First Muslim women conquer Mount Everest

Two Iranian women were among 46 climbers who reached the world's highest summit Monday.

Two Iranians are the first Muslim women to conquer Mount Everest after a 10-week expedition that was beset by bad weather and an avalanche that injured other team members.

Farkhondeh Sadegh, a graphic designer, and Laleh Keshavarz, a dentist, hoisted their country's tricolor flag on the 29,035-foot summit, together with six Iranian men, on Monday morning.

"It's fantastic," Mohammad Hajabolfath, the editor of the website Iran Mountain Zone (, told the Monitor by telephone from Tehran. "It is a very big thing for women in Iran. Because of appalling weather conditions, most climbers here expected to hear the Iranian team would be returning unsuccessfully."

The window of opportunity for a final push on the summit had become ever narrower in recent days with the approach of the monsoon season.

Thirty-eight other climbers, including American Christine Joyce Feld Boskoff, made it to the top as teams took advantage of a rare break in the weather.

Mona Mulepati, leading a three- member team, became the first non-Sherpa woman from Nepal to reach the top of the world. Ms. Mulepati is Newar, Kathmandu's main ethnic community.

Ms. Sadegh is one of Iran's most experienced women climbers. She took up the sport while in college a decade ago and first saw Everest when she scaled nearby Mount Pumori, a 23,494-foot mountain, in 2001. Ms. Keshavarz, from the eastern town of Zahedan, had also climbed in the Himalayas before.

They were among a 21-member Iranian team, including seven women, who arrived in Nepal in mid-March. A huge avalanche earlier this month caused havoc for the team, which had been forced lower down the mountain by snowstorms. Two male climbers were injured.

Before leaving for Kathmandu, Sadegh told the Monitor (Jan. 25, "Iranian women, scaling new heights, eye Everest") that when she was on Mt. Pumori, she vowed to return and conquer Everest. The women sought mountaineering's ultimate challenge not just for themselves and their country, but for Muslim women everywhere, they said. "Fewer than 100 women in the world have climbed Everest. It would show the world the potential of Muslim women as sportswomen," Leila Bahrami, another expedition member, told The Monitor.

It has been 30 years since Junko Tabai of Japan became the first woman to scale Everest. A men's team from Iran first scaled Everest in 1998.

The sport, long popular with Iranian men, has gained enthusiasts among Iranian women, along with golf, skiing, taekwondo, and paragliding - activities in which the need to keep the body well-covered is not a serious hindrance to performance.

Their success on Everest will raise the profile of women's sports in Iran, which have surged in recent years. Earlier this year, Iran hosted the All Women Games for Muslim and Asian Capitals, in which some 600 women from 17 countries competed in events ranging from marksmanship to swimming.
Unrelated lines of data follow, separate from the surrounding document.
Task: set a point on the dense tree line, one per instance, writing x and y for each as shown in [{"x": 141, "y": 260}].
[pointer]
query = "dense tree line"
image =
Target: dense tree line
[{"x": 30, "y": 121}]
Women's sports in Iran have been championed by Faezeh Hashemi, vice president of Iran's National Olympic Committee and a daughter of Akbar Hashemi Rafsanjani, the front-runner in next month's presidential elections. She initiated the Muslim Women's Games, held every four years, in 1993. Men may not attend the games, either as judges or spectators, so the athletes are free to compete in normal sporting garb.

Iran sent only one woman to the Athens Olympics: a teenage markswoman in the 10-meter air-pistol event.

She excelled at gymnastics, but the dress code prevented her from competing internationally.